If I look at how we test, and what we might call test cases, I can think of three ways I could answer your question right now:

  1. We don't have test cases in the sense I think the question intends. All of our ongoing testing is exploratory and, while we might document the results of the testing with automation, there is no sense in which a manual or scripted test case existed and was then automated.

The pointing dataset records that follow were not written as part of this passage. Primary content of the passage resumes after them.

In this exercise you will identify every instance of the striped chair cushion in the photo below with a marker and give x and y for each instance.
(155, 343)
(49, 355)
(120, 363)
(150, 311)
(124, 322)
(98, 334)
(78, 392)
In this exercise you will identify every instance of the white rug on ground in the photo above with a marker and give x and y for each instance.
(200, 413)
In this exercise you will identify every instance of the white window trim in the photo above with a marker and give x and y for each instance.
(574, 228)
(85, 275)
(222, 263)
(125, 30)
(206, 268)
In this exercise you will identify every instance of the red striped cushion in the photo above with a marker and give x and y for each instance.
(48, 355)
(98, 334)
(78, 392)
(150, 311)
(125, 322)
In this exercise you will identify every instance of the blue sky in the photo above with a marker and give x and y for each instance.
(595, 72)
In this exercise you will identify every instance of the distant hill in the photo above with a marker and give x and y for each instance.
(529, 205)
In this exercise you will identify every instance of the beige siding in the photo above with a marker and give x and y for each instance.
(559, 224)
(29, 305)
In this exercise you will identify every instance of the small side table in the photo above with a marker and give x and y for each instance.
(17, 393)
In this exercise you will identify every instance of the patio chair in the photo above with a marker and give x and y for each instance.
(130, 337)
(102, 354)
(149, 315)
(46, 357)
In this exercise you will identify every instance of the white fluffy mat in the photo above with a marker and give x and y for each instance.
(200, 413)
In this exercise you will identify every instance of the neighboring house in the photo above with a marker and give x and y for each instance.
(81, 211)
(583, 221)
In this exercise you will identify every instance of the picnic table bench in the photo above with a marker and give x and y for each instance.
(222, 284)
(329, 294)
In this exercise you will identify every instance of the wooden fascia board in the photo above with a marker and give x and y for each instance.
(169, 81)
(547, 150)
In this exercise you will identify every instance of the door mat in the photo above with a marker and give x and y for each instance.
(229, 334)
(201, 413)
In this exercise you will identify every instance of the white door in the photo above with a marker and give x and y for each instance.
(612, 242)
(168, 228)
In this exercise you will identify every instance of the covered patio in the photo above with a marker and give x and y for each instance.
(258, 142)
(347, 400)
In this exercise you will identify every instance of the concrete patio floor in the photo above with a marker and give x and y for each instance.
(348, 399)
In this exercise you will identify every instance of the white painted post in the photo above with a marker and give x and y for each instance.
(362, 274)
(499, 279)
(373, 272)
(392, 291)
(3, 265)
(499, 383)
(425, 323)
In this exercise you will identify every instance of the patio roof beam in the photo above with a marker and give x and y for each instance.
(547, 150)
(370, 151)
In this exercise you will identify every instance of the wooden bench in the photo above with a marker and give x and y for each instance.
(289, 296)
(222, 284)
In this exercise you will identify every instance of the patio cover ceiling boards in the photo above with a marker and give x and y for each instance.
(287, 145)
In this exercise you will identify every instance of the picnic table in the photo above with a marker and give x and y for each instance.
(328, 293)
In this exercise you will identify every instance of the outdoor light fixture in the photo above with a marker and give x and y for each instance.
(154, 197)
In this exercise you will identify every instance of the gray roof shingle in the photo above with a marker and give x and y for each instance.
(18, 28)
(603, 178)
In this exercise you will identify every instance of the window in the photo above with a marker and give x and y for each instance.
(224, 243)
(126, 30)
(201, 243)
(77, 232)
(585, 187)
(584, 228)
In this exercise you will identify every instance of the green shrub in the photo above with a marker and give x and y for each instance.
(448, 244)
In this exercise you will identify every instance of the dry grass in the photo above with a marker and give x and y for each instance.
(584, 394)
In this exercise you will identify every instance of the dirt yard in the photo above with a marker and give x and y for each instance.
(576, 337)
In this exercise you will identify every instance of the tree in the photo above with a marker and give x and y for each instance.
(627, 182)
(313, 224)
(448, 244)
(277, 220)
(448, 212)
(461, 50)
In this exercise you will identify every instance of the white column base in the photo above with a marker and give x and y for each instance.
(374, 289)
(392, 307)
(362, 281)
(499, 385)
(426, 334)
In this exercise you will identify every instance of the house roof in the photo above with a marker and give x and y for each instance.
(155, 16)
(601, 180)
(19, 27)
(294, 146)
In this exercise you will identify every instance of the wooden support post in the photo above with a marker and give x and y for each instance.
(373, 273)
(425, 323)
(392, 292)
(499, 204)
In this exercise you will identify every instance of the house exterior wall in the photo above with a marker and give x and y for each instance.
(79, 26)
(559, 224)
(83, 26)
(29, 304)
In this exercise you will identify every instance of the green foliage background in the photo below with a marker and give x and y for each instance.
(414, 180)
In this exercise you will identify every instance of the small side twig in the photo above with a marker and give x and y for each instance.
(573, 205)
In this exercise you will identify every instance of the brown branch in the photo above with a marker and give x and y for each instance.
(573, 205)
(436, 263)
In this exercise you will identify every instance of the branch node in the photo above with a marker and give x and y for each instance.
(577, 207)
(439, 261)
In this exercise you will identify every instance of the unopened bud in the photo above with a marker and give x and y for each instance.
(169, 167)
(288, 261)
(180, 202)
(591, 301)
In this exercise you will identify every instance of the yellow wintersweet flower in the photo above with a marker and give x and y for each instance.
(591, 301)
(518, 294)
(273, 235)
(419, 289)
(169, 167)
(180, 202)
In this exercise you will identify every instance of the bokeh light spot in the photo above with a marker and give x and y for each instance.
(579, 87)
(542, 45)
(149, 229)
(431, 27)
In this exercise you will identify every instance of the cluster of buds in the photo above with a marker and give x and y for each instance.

We score 0%.
  2. For the purposes of this exercise, I would be prepared to describe each assertion in our regression test suites a test case. As they would be our only test cases, all of them are automated. 100%!
  3. OK, we do have some items in a test case management system. These are historical release-time checks that (mostly) people outside the test team run through before we ship. I like to think of them more as checklists or jumping off points, but I'm realistic and know that some of my colleagues simply want to follow steps. Relative to the number of "automated test cases" there are few of them but if we include them in our calculation we'd bring the score down to, say, 99%.

Those answers don't seem very satisfactory to either of us do they? 

To me, at very best, this kind of metric covers a small slice of what we do and the assumptions underlying it are very questionable. To you, the metric matters less than some plausible number representing how well the testing is going to include in that monster Powerpoint deck.

I have some thoughts on that too:

  • testing, for me, is knowledge work and so notoriously hard to measure in simple numbers
  • testing does not exist in isolation from other product development activities
  • good testing can be done without the creation of artefacts such as test cases
  • metrics imposed without conversation and justification are likely to be viewed with suspicion
  • metrics are likely to be gamed when (perceived to be) used as a target, or to judge
  • starting with a list of artifacts (test cases, bug tickets, etc) is cart-before-horse
  • ... it's much better to ask first what you want to measure and why

So, for example, is the desire to measure customer satisfaction with the product? Is it to measure the testing contribution to that? Is it to see where time is being spent on certain kinds of activities that the business wants to stop? Is it to look for bottlenecks? Or something else?

If we do agree some kind of metrics, how can we reassure testers that they are not being judged, and that they should not pervert their working practices just to make the numbers look good?

We'll need something more than glib words.  Imagine you were told your performance would be judged on how many emails you sent. How would you react? Would you scoff at it but send more emails anyway? Would you send emails instead of having conversations? Would you care about the potential detrimental effects to you, others, the business? How could someone convince you to behave differently?

Finally, is there a real desire from you to look into sensible metrics with good intent and to act on the findings?

If so, then I will do all that I can to assist in getting something that is justifiable, that has explicit caveats, that is equitable, that is transparent, that acknowledges the messiness involved in its collection, that can be derived efficiently from data that we have, that sits within agreed error margins, and that reflects the work we're doing.

If not, then I'll ask you what kind of number will pass the cursory level of inspection that we both know it will receive, and I'll simply give you that: let's say 69.3%, OK?